As we search our childhood images on a digital wall, we gaze at millions of tiny lit regions on the computer screen. These tiny illuminated areas on the display are what we call "pixels." And the founder of this groundbreaking invention has just passed away.
Back in 1957, Russell Kirsch, an American engineer at the National Bureau of Standards and his colleagues, created the first optical image. As a result of this discovery, the team created the building block of all visual knowledge on a computer screen, i.e. the "pixel."
The First Digital Image in the Earth and the "Pixel"
And, in 1957, to address his own question, "What would happen if machines could see the universe the way we see it? "He worked on a drum scanner at the NBS (now known as the National Institute of Standards and Technology).
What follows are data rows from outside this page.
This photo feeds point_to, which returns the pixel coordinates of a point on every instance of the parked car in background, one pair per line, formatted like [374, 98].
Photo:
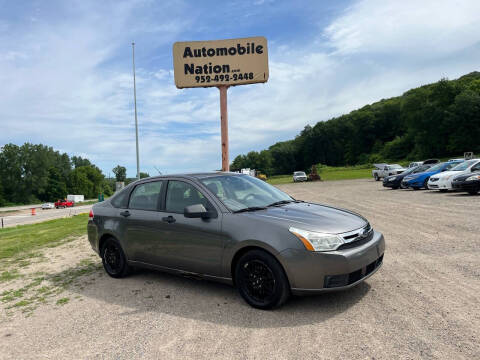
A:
[46, 206]
[299, 176]
[424, 162]
[383, 170]
[420, 180]
[75, 198]
[234, 229]
[467, 182]
[63, 204]
[395, 181]
[443, 181]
He brought a tangible image (below) of him and his newly born wife, Walden Kirsch, to the office to test his development.
With the help of his scanner and the Standards Eastern Automatic Computer (SEAC), the first programmable computer in the States, Kirsch was able to replicate his son's image on a computer screen.
This was the first optical image in the world that contributed to the invention of the "pixel." Compared to what we've been capturing with our current "Pixel" devices, this picture was nothing. Yet it was 1957, and no one saw a photo on a computer screen, not even a 176 x 176 image like this one.
As a result of the experiment, Kirsch and his team published a paper about it in 1957 called "Experiments in Processing Picture Information with a Digital Computer."
You can check out the study paper on the official website of the Museum of Computer History.
Nonetheless, storage was the biggest problem at the moment. Computers, back in those days, couldn't carry a ton of details, so Kirsch could just reproduce his baby's face instead of the whole image.
Now, according to new reports, the visionary engineer and computer scientist died at the age of 91 in his home in Portland. According to his wife, the cause of Kirsch 's death was front-temporal dementia.
So, three cheers on the guy who made it possible for us to see content on our computer screens. You exist in millions of "pixels" as well as in our hearts.